In Guatemala We See Once More: Indigenous People Take Care of the Forest Best
Forest fires have devastated Guatemala’s lush rainforests. Yet out of this devastation, there is a
reason for optimism: local forest communities have kept fires off the lands they protect and manage. As the world looks for ways to protect our rainforests and fight climate change; its increasingly clear that indigenous communities and other forest peoples hold part of the solution.
In Guatemala, some indigenous communities have been given forest concessions that give them the legal right to manage their ancestral forests lands. Analysis of satellite images of Maya Biosphere Reserve reveals villagers with these rights to their territories keep fires out of the areas where they allowed to manage the forest, even as national parks and other surrounding areas are devastated by fire.
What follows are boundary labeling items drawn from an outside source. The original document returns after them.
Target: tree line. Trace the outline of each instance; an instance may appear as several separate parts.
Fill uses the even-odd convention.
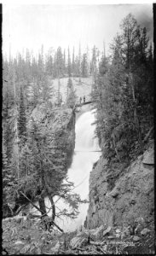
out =
[[[55,119],[55,104],[60,109],[61,107],[61,78],[68,78],[65,104],[72,108],[76,94],[72,78],[78,78],[80,83],[81,78],[92,77],[91,97],[97,113],[95,132],[102,154],[110,163],[128,163],[143,151],[147,137],[152,137],[153,131],[153,49],[146,27],[141,27],[130,14],[122,20],[120,28],[111,45],[110,56],[105,50],[101,56],[95,46],[90,60],[88,51],[81,54],[80,47],[78,55],[73,49],[72,57],[69,49],[66,55],[61,47],[44,55],[42,46],[38,58],[28,49],[25,57],[20,53],[14,59],[3,57],[4,210],[17,212],[27,201],[19,191],[29,200],[38,198],[42,212],[45,212],[45,195],[49,195],[52,205],[55,195],[66,195],[74,205],[76,197],[68,193],[71,184],[62,185],[66,169],[65,148],[68,147],[66,130],[57,131],[53,137],[44,122],[31,118],[32,111],[42,106],[45,115]],[[52,82],[55,79],[58,80],[56,92]],[[50,146],[52,139],[55,148]],[[15,207],[11,205],[14,198]],[[78,204],[75,209],[77,212]],[[75,214],[73,212],[72,216]]]
[[[94,79],[96,134],[110,164],[129,163],[153,137],[153,47],[146,27],[130,14],[110,49]]]

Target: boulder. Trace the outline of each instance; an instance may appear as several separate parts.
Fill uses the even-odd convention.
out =
[[[117,196],[118,195],[118,194],[119,194],[118,189],[116,189],[116,188],[114,188],[114,189],[111,191],[110,195],[111,195],[112,197],[117,197]]]
[[[115,230],[115,232],[116,232],[116,233],[120,233],[121,230],[120,230],[119,229],[117,229],[117,230]]]
[[[144,153],[142,163],[144,165],[154,165],[154,151],[150,149]]]
[[[140,241],[140,237],[139,236],[135,236],[134,237],[133,237],[133,241]]]
[[[103,236],[106,235],[109,235],[112,230],[112,228],[109,226],[106,230],[103,231]]]
[[[94,236],[95,240],[100,239],[103,236],[104,226],[101,225],[99,228],[95,229],[95,232],[91,232],[91,235]]]
[[[58,253],[60,247],[61,247],[61,244],[60,244],[60,241],[58,241],[55,244],[55,246],[50,249],[51,254],[56,254],[56,253]]]
[[[75,249],[76,247],[82,247],[88,244],[88,239],[85,237],[73,237],[70,241],[70,247]]]
[[[149,233],[149,232],[150,232],[150,230],[145,228],[145,229],[143,229],[143,230],[141,231],[141,235],[145,236],[145,235],[147,235],[147,234]]]

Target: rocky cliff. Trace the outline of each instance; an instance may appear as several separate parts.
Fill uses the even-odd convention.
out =
[[[90,177],[88,227],[124,226],[136,218],[153,220],[153,142],[147,151],[124,168],[110,170],[101,157]]]

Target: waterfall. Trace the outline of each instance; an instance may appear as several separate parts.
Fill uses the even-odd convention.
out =
[[[89,200],[89,178],[93,164],[97,161],[101,155],[97,138],[95,138],[95,125],[92,125],[95,120],[95,111],[84,113],[76,122],[76,142],[75,150],[71,167],[67,172],[68,181],[74,183],[72,192],[79,194],[82,200]],[[58,196],[54,197],[54,201],[58,200]],[[46,206],[50,207],[49,199],[46,198]],[[61,217],[62,219],[55,218],[55,222],[63,229],[64,231],[73,231],[80,225],[84,224],[86,218],[88,203],[81,204],[78,208],[78,217],[70,219]],[[58,209],[69,209],[64,200],[60,199],[55,203],[56,213]],[[51,216],[51,212],[49,212]]]

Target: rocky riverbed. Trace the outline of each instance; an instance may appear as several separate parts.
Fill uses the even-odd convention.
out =
[[[140,218],[131,226],[84,229],[61,233],[43,230],[31,216],[3,220],[3,255],[11,254],[154,254],[153,224]],[[139,228],[140,227],[140,228]]]

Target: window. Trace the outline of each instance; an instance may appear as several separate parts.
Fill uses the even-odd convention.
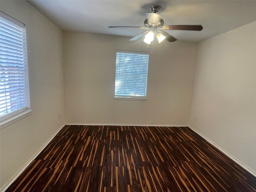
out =
[[[0,122],[2,122],[26,111],[30,104],[25,25],[0,13]]]
[[[115,98],[146,98],[148,53],[116,52]]]

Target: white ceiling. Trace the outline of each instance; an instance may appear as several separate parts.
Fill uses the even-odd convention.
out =
[[[152,4],[166,25],[201,24],[200,32],[166,31],[180,41],[200,42],[256,20],[256,0],[67,0],[28,1],[64,31],[133,36]]]

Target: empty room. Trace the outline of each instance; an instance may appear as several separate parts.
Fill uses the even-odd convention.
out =
[[[256,192],[256,1],[0,1],[0,191]]]

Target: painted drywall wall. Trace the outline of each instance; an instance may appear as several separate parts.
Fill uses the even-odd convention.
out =
[[[190,124],[256,172],[256,22],[199,44]]]
[[[82,33],[65,32],[64,39],[67,123],[188,124],[197,43],[154,42],[148,100],[138,101],[113,100],[116,50],[150,52],[150,46],[142,40]]]
[[[0,131],[2,187],[65,121],[62,32],[26,1],[0,3],[1,11],[26,25],[34,110],[30,116]]]

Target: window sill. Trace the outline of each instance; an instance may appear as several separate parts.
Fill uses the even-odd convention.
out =
[[[138,98],[135,97],[113,97],[114,100],[127,100],[132,101],[146,101],[148,100],[148,98]]]
[[[33,110],[26,110],[8,119],[0,122],[0,130],[13,124],[31,114]]]

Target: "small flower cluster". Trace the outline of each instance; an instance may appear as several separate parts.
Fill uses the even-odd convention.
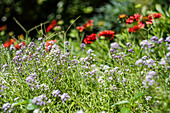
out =
[[[48,33],[48,32],[49,32],[51,29],[53,29],[56,25],[57,25],[57,20],[54,19],[54,20],[50,23],[50,25],[47,27],[46,33]]]
[[[115,36],[114,33],[115,32],[112,30],[101,31],[101,32],[99,32],[99,37],[104,36],[106,39],[112,40],[112,39],[114,39],[114,36]]]
[[[130,33],[136,32],[140,30],[141,28],[145,28],[146,25],[151,25],[153,24],[154,19],[161,18],[161,13],[154,13],[154,14],[149,14],[148,16],[142,16],[138,13],[134,14],[133,16],[129,16],[127,18],[126,14],[119,15],[120,20],[125,20],[126,24],[132,24],[132,23],[137,23],[133,27],[128,28],[128,31]]]
[[[16,44],[16,41],[15,41],[15,39],[10,39],[10,40],[7,40],[6,42],[4,42],[4,47],[5,48],[9,48],[9,47],[11,47],[12,45],[15,45],[15,49],[17,49],[17,50],[19,50],[19,49],[21,49],[21,47],[23,47],[23,46],[26,46],[26,44],[25,44],[25,42],[23,42],[23,41],[21,41],[20,43],[17,43]]]
[[[45,106],[47,104],[47,100],[48,100],[48,98],[47,98],[46,94],[42,94],[38,97],[34,97],[32,99],[32,102],[38,106]]]
[[[93,20],[89,20],[88,22],[85,22],[82,26],[77,26],[77,29],[82,32],[83,30],[85,30],[88,27],[93,26]]]
[[[145,87],[152,86],[155,83],[154,76],[156,75],[155,71],[149,71],[147,75],[145,76],[145,80],[142,82],[142,84]],[[148,86],[147,86],[148,85]]]
[[[62,102],[66,101],[68,98],[70,98],[70,96],[67,93],[63,93],[61,95],[59,90],[54,90],[52,92],[52,95],[53,95],[53,97],[59,96],[61,98]]]

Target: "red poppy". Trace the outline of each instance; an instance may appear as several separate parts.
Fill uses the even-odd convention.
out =
[[[134,19],[135,19],[136,21],[139,21],[141,15],[138,14],[138,13],[136,13],[136,14],[133,15],[133,17],[134,17]]]
[[[23,41],[15,45],[15,48],[18,50],[18,49],[21,49],[22,46],[26,46],[25,42]]]
[[[123,19],[123,18],[126,18],[126,17],[127,17],[126,14],[119,15],[119,19]]]
[[[154,14],[153,14],[153,17],[154,17],[155,19],[161,18],[161,16],[162,16],[161,13],[154,13]]]
[[[46,32],[48,33],[54,26],[57,25],[57,20],[54,19],[51,24],[47,27]]]
[[[5,30],[6,28],[7,28],[7,26],[6,26],[6,25],[3,25],[3,26],[0,27],[0,31]]]
[[[77,26],[76,28],[82,32],[87,27],[93,26],[93,20],[89,20],[88,22],[85,22],[82,26]]]
[[[56,42],[56,39],[55,40],[48,40],[48,41],[46,41],[45,50],[47,51],[48,50],[48,46],[54,45],[55,42]]]
[[[95,41],[97,39],[97,36],[95,33],[88,35],[85,39],[84,39],[84,43],[85,44],[91,44],[93,43],[93,41]]]
[[[15,39],[10,39],[10,40],[7,40],[3,45],[4,47],[10,47],[11,44],[14,44],[15,43]]]
[[[114,36],[115,36],[114,33],[115,32],[112,30],[101,31],[99,32],[99,37],[104,36],[105,38],[109,38],[111,40],[111,39],[114,39]]]

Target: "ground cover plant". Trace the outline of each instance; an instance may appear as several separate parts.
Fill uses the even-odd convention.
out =
[[[53,20],[38,40],[1,42],[0,112],[170,112],[169,16],[117,18],[122,33],[96,32],[93,20],[64,31]]]

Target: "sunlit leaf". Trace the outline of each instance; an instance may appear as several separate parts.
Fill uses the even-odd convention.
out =
[[[123,108],[120,110],[120,113],[130,113],[130,108],[129,108],[129,107],[123,107]]]
[[[123,101],[120,101],[120,102],[113,104],[112,107],[117,106],[117,105],[123,105],[123,104],[130,104],[130,103],[127,100],[123,100]]]

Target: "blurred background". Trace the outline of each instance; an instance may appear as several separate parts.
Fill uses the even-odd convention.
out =
[[[7,25],[6,32],[13,31],[19,35],[24,32],[13,17],[28,30],[53,19],[62,22],[63,28],[67,29],[71,20],[81,16],[76,25],[93,19],[95,30],[114,29],[120,32],[120,14],[154,11],[156,4],[160,4],[162,10],[168,10],[170,0],[0,0],[0,26]],[[36,34],[36,30],[30,33],[31,36]]]

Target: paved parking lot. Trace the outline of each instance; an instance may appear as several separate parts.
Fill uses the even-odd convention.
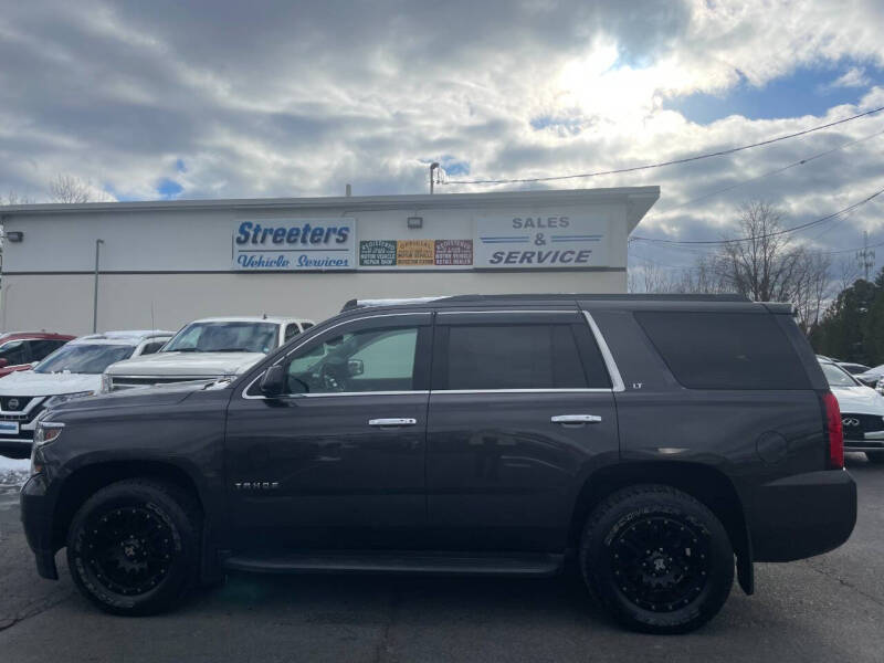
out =
[[[620,630],[575,575],[545,580],[231,576],[172,614],[97,612],[36,576],[17,496],[0,494],[0,660],[25,661],[875,661],[884,652],[884,467],[848,459],[860,516],[841,549],[758,565],[691,635]],[[59,556],[61,560],[63,555]]]

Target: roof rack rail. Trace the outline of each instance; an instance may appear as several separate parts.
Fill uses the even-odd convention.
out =
[[[406,304],[427,304],[428,302],[436,302],[439,299],[448,299],[444,295],[439,295],[434,297],[394,297],[394,298],[381,298],[381,299],[350,299],[344,307],[340,309],[341,313],[345,311],[352,311],[354,308],[366,308],[368,306],[402,306]]]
A new study by the Prisma Foundation adds to growing evidence that proves that providing local communities and indigenous peoples with rights to their territories is the best way to protect tropical forests that are critical to combating climate change.
“There is a conservation culture that produces concrete and broad economic and social results that support the sustainability of the concessions,” explains Marcedonio Cortave, Director of ACOFOP.
Numerous studies over the past decade have concluded that concessions represent a powerful model for economic development and conservation of natural resources, combining social and economic development with the long-term sustainability of forests and the communities.
Members of the community, dependent on an integrated and sustainable system for managing natural resources—both timber and non-timber—have an incentive to protect forests that allows them to outperform government agencies in managing the areas under their control.
Unless these community forest concessions are renewed, the Guatemalan government will continue to have problems managing the national park in such a way that it can survive various pressures, such as drug trafficking, industrial agriculture, extensive cattle ranching and oil extraction. And without the renewal of forest concessions, the authors conclude, the Guatemalan government is likely to fail in the fight against forest fires.